“Cara melawan ketakutan adalah dengan menghadapinya. Jika ketakutan itu enggak dihadapi, dia akan terus berputar di sekililing kita membuat kita terus terjebak di dalamnya.”
* * * * *
Rhea bisa bernafas lega karena Devan tidak tertangkap basah menyembunyikan gelang pintar milik Arya di sepatunya. Saat ini gadis itu duduk di dalam bus sendirian. Di depannya, Devan masih menenangkan Isha yang takut. Sedangkan di belakangnya Arya juga melakukan hal yang sama pada pacarnya. Sedangkan Rhea hanya bisa melihat keluar jendela dimana bus yang mereka naiki hendak berangkat.
Tiba-tiba Rhea merasakan ada seseorang duduk di sampingnya. Dia menoleh dan seketika nafasnya tercekat melihat laki-laki yang duduk di sampingnya.
“Kak Dirga?” panggil Rhea tidak percaya.
“Apa kursi ini ada yang menempati?” tanya Dirga dengan suara dinginnya.
Rhea menggelengkan kepalanya. “Enggak. Aku duduk sendiri sejak naik tadi.”
“Baguslah. Karena enggak ada tempat lagi.”
Dalam hatinya, Rhea ingin sekali berteriak kegirangan karena bisa duduk di samping pujaan hatinya. Rhea tidak melihat Dirga karena kerumunan orang-orang yang terlalu banyal.

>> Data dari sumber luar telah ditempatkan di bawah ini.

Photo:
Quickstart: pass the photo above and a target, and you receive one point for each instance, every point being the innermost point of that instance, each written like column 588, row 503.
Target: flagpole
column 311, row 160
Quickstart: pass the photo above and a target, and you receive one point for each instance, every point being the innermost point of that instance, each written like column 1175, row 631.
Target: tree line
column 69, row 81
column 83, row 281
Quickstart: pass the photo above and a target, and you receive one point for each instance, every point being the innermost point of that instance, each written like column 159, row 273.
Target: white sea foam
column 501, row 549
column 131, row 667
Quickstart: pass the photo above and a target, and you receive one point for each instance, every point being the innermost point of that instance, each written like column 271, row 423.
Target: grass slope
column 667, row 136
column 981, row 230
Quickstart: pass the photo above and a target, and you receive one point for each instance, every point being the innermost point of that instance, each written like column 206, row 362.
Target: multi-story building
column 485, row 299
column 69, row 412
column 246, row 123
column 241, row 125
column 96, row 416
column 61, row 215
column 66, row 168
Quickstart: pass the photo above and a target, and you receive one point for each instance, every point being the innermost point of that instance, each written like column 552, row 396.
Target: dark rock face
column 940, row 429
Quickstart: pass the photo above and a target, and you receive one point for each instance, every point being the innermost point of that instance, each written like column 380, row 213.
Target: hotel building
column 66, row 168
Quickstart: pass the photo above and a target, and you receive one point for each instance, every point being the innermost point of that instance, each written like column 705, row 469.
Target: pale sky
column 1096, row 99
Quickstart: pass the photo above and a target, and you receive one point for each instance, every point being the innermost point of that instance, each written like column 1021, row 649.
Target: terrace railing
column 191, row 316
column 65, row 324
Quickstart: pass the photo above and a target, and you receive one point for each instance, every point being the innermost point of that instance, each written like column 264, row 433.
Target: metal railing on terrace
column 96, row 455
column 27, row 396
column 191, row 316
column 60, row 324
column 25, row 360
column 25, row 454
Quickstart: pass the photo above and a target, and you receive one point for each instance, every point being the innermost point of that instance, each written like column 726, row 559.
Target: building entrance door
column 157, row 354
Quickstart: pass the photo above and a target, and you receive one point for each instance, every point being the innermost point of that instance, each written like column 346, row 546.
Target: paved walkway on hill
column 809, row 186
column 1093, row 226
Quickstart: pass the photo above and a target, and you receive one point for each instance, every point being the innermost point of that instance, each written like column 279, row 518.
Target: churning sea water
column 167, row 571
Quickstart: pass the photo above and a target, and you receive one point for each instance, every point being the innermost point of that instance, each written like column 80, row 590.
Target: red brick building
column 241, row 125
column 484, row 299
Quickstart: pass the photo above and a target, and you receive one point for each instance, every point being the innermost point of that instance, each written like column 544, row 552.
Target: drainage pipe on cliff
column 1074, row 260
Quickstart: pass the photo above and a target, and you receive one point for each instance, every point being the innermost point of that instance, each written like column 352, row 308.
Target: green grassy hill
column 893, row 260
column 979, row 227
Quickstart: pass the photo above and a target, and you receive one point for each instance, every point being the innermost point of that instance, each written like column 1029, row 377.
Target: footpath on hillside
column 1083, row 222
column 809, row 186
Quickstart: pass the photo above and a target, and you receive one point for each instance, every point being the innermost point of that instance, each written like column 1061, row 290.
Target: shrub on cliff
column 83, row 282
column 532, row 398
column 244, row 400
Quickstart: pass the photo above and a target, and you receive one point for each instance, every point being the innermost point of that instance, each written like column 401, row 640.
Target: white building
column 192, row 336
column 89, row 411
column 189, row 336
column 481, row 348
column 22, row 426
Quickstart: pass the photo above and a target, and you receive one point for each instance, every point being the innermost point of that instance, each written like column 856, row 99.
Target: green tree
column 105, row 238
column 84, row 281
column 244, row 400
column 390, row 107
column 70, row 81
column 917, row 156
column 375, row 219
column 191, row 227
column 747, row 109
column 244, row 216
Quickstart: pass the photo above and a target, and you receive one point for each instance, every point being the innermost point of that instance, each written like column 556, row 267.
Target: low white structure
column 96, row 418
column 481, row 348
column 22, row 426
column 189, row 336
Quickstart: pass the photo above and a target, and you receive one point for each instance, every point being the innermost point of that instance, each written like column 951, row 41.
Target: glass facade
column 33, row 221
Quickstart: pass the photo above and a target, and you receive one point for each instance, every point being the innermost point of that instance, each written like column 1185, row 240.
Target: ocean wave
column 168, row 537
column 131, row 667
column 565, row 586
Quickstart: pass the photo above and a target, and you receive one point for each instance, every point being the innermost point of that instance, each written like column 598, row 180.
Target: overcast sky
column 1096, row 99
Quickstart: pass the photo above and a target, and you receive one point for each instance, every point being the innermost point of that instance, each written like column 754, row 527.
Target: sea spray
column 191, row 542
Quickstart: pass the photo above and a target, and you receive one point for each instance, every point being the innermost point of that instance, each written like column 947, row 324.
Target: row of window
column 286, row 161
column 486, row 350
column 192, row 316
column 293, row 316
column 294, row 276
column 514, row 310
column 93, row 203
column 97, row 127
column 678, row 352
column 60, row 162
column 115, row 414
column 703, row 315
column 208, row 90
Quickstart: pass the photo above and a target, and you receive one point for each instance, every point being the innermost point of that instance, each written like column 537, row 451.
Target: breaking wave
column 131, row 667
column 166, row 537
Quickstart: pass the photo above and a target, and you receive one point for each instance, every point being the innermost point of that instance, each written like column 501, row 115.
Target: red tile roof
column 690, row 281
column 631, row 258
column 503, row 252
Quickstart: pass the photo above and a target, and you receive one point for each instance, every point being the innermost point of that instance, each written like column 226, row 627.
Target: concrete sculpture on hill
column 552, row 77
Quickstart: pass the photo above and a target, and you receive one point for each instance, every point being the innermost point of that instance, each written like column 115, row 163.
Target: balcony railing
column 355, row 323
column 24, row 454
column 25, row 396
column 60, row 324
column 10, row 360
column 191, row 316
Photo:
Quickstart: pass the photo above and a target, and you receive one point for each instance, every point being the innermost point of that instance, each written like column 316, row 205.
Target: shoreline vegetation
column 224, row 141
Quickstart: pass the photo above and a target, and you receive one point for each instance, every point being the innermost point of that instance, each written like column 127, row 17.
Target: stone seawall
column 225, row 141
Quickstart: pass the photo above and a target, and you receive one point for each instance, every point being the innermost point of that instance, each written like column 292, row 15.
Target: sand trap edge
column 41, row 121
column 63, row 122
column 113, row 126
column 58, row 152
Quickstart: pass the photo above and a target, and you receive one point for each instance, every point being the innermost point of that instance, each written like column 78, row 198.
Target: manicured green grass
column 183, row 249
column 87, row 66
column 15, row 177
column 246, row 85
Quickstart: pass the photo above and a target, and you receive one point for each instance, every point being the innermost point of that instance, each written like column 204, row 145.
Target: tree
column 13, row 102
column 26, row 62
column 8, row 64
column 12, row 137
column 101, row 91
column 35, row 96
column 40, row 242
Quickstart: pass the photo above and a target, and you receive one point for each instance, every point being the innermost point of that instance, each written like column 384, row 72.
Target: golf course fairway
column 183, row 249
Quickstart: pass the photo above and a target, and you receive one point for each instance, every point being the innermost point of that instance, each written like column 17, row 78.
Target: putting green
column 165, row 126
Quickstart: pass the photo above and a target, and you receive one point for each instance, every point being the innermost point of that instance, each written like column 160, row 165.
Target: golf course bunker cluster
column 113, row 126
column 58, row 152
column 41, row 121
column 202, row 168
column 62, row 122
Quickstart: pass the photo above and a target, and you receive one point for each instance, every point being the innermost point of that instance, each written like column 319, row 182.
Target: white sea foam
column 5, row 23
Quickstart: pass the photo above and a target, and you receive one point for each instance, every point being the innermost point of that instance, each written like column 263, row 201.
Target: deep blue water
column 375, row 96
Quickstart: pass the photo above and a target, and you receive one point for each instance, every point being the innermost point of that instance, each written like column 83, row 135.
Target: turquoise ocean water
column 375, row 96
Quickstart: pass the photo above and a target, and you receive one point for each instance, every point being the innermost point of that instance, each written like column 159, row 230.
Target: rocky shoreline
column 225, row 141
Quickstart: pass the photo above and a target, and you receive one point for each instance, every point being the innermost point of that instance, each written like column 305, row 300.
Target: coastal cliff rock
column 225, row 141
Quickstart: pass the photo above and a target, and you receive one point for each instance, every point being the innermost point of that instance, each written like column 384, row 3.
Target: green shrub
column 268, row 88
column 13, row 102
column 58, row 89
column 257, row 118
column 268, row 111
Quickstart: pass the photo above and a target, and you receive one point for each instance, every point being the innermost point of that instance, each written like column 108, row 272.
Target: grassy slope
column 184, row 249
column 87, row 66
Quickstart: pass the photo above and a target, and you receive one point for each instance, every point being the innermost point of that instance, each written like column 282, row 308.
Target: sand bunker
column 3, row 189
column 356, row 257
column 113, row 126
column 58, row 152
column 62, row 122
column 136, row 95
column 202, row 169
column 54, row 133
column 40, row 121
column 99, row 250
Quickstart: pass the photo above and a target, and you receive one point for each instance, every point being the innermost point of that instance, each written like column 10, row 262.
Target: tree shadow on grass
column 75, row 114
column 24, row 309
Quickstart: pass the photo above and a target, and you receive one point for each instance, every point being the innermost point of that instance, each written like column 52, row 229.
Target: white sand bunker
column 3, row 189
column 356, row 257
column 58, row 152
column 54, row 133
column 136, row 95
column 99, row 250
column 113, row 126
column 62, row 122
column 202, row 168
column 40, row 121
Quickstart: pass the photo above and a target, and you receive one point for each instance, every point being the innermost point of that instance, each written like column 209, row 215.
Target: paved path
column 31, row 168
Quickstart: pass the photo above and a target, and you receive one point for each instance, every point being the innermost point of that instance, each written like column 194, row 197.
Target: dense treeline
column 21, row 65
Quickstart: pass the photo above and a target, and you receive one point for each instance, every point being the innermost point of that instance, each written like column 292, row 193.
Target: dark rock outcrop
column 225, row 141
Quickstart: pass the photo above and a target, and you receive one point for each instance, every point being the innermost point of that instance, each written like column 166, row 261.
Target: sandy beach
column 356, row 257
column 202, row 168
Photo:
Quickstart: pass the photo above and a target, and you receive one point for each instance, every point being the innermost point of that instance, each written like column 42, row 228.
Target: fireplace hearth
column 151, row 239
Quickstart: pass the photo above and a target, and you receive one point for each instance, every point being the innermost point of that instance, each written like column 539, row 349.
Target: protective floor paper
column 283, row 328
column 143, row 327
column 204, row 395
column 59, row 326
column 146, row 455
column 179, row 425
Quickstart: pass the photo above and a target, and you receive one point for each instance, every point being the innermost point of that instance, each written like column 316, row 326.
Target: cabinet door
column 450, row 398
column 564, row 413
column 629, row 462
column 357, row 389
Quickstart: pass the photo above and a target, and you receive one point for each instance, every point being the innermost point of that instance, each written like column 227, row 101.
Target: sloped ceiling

Dia tidak menyangka akan duduk bersama dengannya. Meskipun Rhea takut apa yang terjadi saat mereka sampai di kamp pengamanan, tapi dia tetap merasa senang bisa menikmati momen bersama Dirga meskipun hanya sebentar.
“Apa Kak Dirga sempat menghubungi keluargamu?” Rhea berusaha membuka pembicaraan.
“Enggak. Aku enggak punya siapapun untuk dihubungi.”
Rhea terkejut mendengar jawaban Dirga. Dia berpikir Dirga tidak akan menjawabnya. Karena dia melihat dia tidak pernah akrab dengan orang lain. “Apakah Kak Dirga hidup sendirian?”
Laki-laki itu menganggukkan kepalanya. “Memiliki orang tua yang sibuk bekerja, sama saja hidup sendirian.”
Rhea terdiam dan memikirkan jika kehidupan Dirga dengannya sama. Mereka memiliki orang tua, tapi orang tua mereka tidak pernah ada untuk mereka. Terlalu sibuk bekerja hingga lupa mereka memiliki anak yang perlu diperhatikan.
“Bagaimana denganmu?”
Rhea menoleh terkejut mendengar pertanyaan Dirga. “Denganku? Sama seperti Kak Dirga. Aku juga punya orang tua yang terlalu sibuk bekerja. Sepertinya mereka lupa kalau aku ada di dunia ini.”
“Jadi kamu juga enggak hubungi mereka?”
Rhea menggelengkan kepalanya. “Enggak. Bahkan kalau aku hilang pun mereka juga enggak akan meninggalkan pekerjaan mereka.”
Dirga tersenyum menatap Rhea. Seketika tubuh Rhea membeku di tempat. Ini pertama kalinya dia melihat Dirga tersenyum. Biasanya Dirga seperti robot dingin yang tidak pernah menunjukkan ekspresinya. Tapi hari ini, dia tersenyum padanya.